Lembrando que a eliminação das armas de destruição em massa foi um dos princípios fundadores das Nações Unidas e alvo da primeira resolução adotada pela Assembleia Geral da ONU, o secretário-geral Ban Ki-moon enfatizou a necessidade de a comunidade internacional focar seriamente suas atenções no desarmamento nuclear.

Conselho de Segurança da ONU debate os desafios enfrentados na eliminação das armas de destruição em massa. Foto: ONU/Rick Bajornas

Conselho de Segurança da ONU debate os desafios enfrentados na eliminação das armas de destruição em massa. Foto: ONU/Rick Bajornas

Lembrando que a eliminação das armas de destruição em massa foi um dos princípios fundadores das Nações Unidas e alvo da primeira resolução adotada pela Assembleia Geral da ONU, o secretário-geral, Ban Ki-moon, enfatizou a necessidade de a comunidade internacional focar seriamente suas atenções no desarmamento nuclear.

“Peço a todos os Estados que foquem em uma verdade predominante: a única forma certa de evitar a destruição humana, ambiental e existencial que essas armas podem causar é erradica-las de uma vez por todas”, disse Ban em declarações durante debate no Conselho de Segurança sobre a não proliferação de armas de destruição em massa.
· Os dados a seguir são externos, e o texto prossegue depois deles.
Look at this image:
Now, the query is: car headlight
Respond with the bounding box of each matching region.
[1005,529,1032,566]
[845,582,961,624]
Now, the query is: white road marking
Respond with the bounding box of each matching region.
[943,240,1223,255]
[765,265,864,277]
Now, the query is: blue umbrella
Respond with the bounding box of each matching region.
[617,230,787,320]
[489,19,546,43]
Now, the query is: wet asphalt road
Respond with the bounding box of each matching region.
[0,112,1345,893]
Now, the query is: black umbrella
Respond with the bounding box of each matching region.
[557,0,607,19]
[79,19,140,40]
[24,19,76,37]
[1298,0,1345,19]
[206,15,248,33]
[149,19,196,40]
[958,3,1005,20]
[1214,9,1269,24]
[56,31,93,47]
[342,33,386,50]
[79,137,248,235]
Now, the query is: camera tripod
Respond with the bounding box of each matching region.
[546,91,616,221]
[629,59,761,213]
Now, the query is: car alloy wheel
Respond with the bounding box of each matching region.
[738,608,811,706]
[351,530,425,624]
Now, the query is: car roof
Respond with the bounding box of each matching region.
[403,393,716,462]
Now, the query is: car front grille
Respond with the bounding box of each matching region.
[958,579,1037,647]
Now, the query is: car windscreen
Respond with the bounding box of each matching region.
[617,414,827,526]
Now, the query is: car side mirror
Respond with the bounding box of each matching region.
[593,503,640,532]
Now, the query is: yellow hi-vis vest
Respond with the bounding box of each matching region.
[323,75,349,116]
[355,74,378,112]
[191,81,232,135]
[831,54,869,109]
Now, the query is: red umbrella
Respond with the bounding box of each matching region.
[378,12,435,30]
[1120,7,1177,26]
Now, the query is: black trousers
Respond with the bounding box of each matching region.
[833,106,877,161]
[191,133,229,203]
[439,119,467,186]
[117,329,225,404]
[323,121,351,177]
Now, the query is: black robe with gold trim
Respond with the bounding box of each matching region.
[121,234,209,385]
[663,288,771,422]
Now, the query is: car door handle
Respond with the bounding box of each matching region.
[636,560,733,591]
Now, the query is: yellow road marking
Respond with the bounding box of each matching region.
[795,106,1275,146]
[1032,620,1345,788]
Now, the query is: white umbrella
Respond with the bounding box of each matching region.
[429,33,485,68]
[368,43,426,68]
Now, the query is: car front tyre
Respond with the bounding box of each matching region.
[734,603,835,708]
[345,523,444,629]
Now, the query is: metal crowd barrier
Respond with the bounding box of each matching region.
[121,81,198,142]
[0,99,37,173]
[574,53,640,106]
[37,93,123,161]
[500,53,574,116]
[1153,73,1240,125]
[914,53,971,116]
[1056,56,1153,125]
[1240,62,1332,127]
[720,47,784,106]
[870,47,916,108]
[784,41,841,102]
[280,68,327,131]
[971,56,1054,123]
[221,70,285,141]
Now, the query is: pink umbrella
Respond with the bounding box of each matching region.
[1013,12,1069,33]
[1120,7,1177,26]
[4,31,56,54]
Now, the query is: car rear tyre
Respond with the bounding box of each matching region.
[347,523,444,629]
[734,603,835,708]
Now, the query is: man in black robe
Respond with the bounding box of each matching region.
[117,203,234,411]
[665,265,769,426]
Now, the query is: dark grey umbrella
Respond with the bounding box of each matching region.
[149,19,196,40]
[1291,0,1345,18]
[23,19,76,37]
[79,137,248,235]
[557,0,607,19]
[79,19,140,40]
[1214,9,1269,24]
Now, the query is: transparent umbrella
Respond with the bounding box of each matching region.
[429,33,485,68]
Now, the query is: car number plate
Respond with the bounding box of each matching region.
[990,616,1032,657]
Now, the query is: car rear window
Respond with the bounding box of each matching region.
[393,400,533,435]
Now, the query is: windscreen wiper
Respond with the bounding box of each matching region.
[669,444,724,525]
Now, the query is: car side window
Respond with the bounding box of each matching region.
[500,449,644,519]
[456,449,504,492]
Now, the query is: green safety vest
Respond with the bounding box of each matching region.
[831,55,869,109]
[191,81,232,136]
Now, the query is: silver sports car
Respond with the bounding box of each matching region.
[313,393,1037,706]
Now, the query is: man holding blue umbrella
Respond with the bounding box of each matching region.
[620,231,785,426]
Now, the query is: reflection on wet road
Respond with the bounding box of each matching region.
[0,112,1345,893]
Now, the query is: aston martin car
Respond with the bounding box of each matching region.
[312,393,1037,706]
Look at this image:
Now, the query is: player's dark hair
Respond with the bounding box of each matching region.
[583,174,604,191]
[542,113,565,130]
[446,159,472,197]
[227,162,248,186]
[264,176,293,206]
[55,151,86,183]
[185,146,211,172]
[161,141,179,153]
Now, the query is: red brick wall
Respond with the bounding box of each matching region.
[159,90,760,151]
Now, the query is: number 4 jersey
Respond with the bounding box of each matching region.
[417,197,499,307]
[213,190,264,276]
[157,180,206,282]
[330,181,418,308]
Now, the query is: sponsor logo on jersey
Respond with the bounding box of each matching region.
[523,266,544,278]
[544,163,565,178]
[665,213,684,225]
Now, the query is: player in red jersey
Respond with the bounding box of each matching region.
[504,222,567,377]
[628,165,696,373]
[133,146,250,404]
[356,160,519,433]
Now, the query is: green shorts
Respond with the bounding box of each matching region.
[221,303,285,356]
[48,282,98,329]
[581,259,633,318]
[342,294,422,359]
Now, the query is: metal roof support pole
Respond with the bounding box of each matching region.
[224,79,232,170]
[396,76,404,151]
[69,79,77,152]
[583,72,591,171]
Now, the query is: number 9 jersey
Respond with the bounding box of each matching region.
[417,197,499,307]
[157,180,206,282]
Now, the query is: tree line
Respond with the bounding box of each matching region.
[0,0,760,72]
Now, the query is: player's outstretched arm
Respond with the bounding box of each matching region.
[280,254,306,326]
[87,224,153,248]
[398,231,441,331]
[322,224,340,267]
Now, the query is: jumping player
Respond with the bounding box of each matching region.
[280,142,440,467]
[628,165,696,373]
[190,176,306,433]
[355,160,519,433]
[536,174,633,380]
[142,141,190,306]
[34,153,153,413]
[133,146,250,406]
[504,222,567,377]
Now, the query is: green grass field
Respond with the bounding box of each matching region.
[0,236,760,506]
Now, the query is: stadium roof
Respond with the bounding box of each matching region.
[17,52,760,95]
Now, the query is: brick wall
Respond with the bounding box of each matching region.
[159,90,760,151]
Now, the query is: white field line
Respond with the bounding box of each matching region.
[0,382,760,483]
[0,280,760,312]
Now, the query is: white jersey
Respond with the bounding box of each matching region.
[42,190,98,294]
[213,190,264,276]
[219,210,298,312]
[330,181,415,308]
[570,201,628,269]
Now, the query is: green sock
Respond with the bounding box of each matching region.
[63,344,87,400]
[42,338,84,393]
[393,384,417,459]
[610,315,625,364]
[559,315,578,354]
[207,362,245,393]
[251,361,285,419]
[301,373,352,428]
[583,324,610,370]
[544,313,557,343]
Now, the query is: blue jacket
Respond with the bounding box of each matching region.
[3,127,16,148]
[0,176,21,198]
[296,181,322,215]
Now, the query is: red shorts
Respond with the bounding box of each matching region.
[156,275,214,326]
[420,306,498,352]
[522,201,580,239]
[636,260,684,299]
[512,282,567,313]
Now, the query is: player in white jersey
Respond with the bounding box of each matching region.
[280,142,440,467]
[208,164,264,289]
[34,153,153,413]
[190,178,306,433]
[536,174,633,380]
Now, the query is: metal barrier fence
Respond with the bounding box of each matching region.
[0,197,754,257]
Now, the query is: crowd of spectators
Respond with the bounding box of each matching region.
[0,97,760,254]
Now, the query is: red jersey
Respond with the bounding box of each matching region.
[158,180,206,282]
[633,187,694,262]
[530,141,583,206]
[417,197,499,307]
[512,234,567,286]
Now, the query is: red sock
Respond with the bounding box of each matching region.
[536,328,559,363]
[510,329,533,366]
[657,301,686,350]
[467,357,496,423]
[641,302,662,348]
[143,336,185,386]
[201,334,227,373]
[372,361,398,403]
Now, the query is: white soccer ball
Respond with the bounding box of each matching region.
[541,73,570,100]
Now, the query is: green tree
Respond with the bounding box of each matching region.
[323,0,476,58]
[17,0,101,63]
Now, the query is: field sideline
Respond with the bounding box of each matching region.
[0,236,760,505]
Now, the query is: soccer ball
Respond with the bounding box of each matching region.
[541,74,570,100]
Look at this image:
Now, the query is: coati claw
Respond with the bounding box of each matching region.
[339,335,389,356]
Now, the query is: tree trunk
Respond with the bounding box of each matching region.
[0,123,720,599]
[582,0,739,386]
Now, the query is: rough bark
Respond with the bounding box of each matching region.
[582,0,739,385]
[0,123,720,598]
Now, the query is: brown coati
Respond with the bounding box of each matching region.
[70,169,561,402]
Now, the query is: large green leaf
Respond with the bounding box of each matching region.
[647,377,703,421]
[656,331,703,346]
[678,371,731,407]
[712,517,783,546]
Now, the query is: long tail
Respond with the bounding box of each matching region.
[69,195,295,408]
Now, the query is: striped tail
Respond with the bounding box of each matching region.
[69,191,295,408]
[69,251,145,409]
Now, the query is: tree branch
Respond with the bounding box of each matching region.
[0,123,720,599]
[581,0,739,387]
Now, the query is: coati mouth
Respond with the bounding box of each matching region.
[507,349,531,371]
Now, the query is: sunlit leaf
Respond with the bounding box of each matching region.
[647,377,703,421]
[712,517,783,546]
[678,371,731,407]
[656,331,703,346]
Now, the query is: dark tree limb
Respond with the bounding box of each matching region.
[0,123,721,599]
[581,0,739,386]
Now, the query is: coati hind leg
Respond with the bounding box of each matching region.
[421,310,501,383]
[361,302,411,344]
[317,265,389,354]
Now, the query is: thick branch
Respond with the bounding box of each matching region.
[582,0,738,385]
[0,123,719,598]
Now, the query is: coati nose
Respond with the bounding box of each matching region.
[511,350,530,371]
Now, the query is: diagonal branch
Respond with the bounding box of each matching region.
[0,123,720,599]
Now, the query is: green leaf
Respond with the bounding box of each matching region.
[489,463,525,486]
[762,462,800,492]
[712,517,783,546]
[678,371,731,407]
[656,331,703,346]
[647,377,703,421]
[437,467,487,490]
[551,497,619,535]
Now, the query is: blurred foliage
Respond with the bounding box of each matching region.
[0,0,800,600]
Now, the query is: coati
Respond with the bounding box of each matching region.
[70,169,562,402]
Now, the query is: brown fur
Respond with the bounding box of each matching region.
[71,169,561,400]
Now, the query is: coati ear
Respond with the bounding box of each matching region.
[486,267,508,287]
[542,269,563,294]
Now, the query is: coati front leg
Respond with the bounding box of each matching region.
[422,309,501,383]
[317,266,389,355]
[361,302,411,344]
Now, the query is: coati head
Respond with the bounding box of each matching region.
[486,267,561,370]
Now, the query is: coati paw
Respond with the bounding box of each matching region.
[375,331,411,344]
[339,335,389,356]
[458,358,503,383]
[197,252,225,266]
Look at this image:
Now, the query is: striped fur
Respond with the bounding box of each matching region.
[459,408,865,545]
“Nós — a comunidade internacional — precisamos garantir que a estrutura do desarmamento e da não proliferação seja completamente implementada, e que seja resiliente e versátil o suficiente para se firmar em um ambiente de constante transformação”, acrescentou.

Em suas declarações, Ban disse que o sucesso da prevenção à disseminação das armas de destruição em massa oferece algum conforto de que os tratados multilaterais, incluindo o Tratado de Não Proliferação Nuclear, a Convenção de Armas Químicas, e a Convenção de Armas Biológicas, e instrumentos incluindo a resolução 1540 do Conselho de Segurança, sejam “robustos e testados”.

Adotada em 2004, a resolução 1540 afirma que a proliferação de armas nucleares, químicas e biológicas constituem uma ameaça à paz e segurança internacionais.

Mas o secretário-geral também afirmou que os desafios do desarmamento e da não proliferação estão crescendo. Segundo ele, avanços tecnológicos tornaram os meios de produção e métodos de entrega dessas armas mais acessíveis.

Ao abordar a ameaça das armas biológicas, o secretário-geral da ONU disse que após sérios surtos de ebola e febre amarela, ele está “muito preocupado” com o fato de a comunidade internacional não estar adequadamente preparada para evitar ou responder a um ataque biológico.

Os debates no Conselho de Segurança também ocorrem pouco antes de serem divulgados resultados de uma investigação de um ano para determinar quem está por trás de ataques químicos mortais promovidos na Síria desde o início da guerra civil no país.

Em comunicado, o secretário-geral declarou que a expectativa é de que o Conselho de Segurança faça considerações sobre o relatório da investigação em 30 de agosto, sendo que o documento estará disponível publicamente logo depois dessa data.